Deprem değil uluslararası felaketler geliyor

Allah rızası için bu benim ülkem mi, bu tartışılan benim ülkemin konuları mı? Dünyada herkes yaklaşan kara bulutlara göre hazırlık yapıyor, benimkiler de ne olur olmaz diye öbür tarafa yatırım yapıyor. Dünya ekonomisi alarm veriyor, her tarafta ekonomik sirenler çalıyor, benimkiler büyük bir ciddiyetle oturup kafamızı açalım mı kapayalım mı bunu tartışıyor.
Bu hafta ABD’nin Merkez Bankası sayılan Federal Rezerv yeniden faiz hadlerini düşürüyor. Faiz hadlerini bir ay içinde üç kez düşürmeleri borsanın ateşini almaya yetmedi. New York borsasındaki can kaybı devam ediyor.  Amerika’da işsizlik ve enflasyon rakamları piyasaları korkutmuş durumda. Nakit sıkıntısı başladı bile. Mortgage krizi sürüyor. Dolayısıyla finans ve kredi şirketlerindeki peş peşe iflaslar da.
Şimdi diyeceksiniz ki, Amerika’daki ekonomik sıkıntıdan bana ne? Size şunu söyleyeyim, bu ekonomik sıkıntı ABD’de bir olursa Türkiye’de yüz olur. Bu sıkıntının temelinde Türkiye’de dolaşan her yüz dolardan 85’i, doğrudan veya dolaylı olarak ABD’ye ait. Avrupa şirketi falan diye gördüğünüz çok uluslu şirketlerin de etiketini kazırsanız altından Amerika çıkar.

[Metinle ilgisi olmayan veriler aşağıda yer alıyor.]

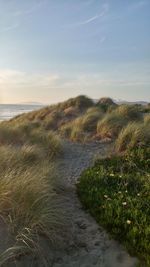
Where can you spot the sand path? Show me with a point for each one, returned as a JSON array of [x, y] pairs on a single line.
[[89, 245]]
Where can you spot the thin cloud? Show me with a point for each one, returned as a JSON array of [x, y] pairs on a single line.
[[91, 19], [138, 5], [9, 28], [30, 10]]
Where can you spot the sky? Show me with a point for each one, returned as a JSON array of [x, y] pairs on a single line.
[[53, 50]]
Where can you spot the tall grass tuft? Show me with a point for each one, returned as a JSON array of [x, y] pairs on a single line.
[[134, 134]]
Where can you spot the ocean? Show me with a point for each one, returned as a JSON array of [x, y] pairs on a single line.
[[8, 111]]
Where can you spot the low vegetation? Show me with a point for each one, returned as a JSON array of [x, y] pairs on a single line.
[[80, 119], [29, 206], [116, 192]]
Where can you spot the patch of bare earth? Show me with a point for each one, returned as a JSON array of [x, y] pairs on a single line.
[[88, 245]]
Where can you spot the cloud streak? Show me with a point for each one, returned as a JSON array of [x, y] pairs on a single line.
[[104, 11], [9, 28], [138, 5]]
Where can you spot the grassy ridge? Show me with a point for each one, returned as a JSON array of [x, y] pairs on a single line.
[[80, 119], [116, 192], [29, 144], [29, 206]]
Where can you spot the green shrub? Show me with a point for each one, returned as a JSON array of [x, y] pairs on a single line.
[[134, 134], [116, 192]]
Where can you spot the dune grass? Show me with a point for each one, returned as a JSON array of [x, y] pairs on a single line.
[[111, 125], [29, 205], [133, 135], [116, 192]]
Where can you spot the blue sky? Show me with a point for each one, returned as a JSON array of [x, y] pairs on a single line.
[[53, 50]]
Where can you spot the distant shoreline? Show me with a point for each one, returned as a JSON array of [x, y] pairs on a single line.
[[8, 111]]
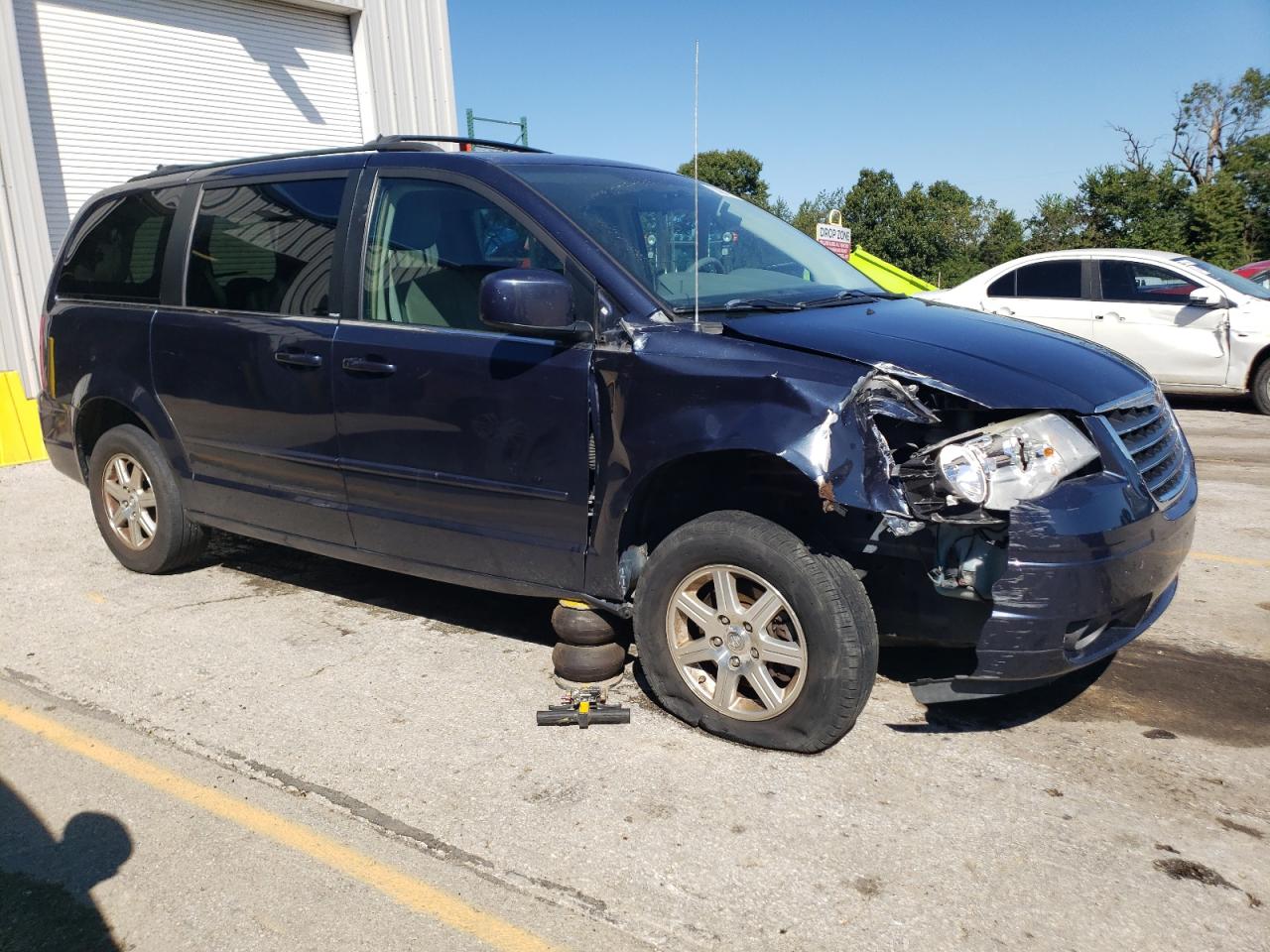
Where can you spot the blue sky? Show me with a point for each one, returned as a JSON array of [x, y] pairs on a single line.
[[1005, 99]]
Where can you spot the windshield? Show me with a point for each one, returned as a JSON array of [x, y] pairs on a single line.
[[1236, 282], [743, 258]]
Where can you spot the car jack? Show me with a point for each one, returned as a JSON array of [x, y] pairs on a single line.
[[584, 707]]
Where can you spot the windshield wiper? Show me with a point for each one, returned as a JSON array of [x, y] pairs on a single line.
[[846, 298], [851, 296], [744, 303]]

ABD’de siyaset de karışmış durumda. Bush yönetimine ve ekonomik duruma kızgın olan Amerikan halkı bu kez, Cumhuriyetçilere oy vermek istememesine rağmen Demokratların biri kadın öteki siyahî iki adayı öne sürmesi, halkın yeniden Cumhuriyetçilere dönmesine neden oluyor.

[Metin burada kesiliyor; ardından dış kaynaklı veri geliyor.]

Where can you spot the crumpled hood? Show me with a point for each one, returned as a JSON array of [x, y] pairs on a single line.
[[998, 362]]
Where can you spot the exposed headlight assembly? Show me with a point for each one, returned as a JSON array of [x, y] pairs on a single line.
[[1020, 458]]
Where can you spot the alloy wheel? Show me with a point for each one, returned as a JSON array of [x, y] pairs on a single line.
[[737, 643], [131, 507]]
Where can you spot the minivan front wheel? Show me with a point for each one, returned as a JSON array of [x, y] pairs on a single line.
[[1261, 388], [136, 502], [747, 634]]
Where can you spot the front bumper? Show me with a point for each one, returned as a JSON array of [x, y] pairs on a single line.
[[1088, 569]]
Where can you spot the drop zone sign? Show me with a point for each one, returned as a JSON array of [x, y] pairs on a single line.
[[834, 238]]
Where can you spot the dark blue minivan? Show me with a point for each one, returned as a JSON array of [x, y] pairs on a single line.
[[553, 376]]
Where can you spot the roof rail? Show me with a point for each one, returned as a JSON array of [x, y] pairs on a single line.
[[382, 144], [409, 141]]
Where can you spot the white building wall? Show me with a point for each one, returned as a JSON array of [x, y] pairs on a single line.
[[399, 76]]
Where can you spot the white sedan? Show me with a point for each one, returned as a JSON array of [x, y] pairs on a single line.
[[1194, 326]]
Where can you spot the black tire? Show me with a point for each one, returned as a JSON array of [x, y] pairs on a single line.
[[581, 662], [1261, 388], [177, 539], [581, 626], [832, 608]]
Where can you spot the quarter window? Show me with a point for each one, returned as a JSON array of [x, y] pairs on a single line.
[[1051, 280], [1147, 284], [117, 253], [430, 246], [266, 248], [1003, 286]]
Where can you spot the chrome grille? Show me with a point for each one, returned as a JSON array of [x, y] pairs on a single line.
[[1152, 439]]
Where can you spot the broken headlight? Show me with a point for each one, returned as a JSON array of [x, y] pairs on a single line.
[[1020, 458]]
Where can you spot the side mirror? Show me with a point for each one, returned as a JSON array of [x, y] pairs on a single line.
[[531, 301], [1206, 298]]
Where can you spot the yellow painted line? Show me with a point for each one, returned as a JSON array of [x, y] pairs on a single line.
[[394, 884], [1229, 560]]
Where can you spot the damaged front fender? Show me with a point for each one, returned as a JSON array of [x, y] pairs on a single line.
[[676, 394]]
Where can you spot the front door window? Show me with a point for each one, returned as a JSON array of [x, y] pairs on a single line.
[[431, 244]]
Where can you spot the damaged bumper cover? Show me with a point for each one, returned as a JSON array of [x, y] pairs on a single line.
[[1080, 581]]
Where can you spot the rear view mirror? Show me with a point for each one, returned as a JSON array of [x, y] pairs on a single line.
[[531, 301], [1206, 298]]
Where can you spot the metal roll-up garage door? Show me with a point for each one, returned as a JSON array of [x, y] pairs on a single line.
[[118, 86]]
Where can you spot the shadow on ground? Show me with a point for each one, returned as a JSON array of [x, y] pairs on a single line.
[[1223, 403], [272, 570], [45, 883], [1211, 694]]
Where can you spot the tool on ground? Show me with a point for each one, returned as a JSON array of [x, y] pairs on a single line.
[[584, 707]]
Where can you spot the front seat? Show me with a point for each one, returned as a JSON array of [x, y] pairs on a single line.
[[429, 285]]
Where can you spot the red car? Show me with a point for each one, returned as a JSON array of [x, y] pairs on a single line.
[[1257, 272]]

Ayrıca Tayyip Bey taifesinin defalarca Kürtlere destek olan tarikattan seçim bağışı alan ve Ermeni soykırımına destek veren Hillary Clinton’a yanaşması da bir başka yürekler acısı durum. Yani sık sık yurt dışına çıkarak, ancak bir dış politika bu kadar başarısız bir hale getirilebilir. Gerçi iktidara geldikleri günden bu yana bir tane bile başarılı dış politika konusu üzerinden geçemedi ama olsun, biz saçımızın bir telini bile göstermeyen Hristiyan rahibe kıyafetleri için kıran kırana mücadele ederiz.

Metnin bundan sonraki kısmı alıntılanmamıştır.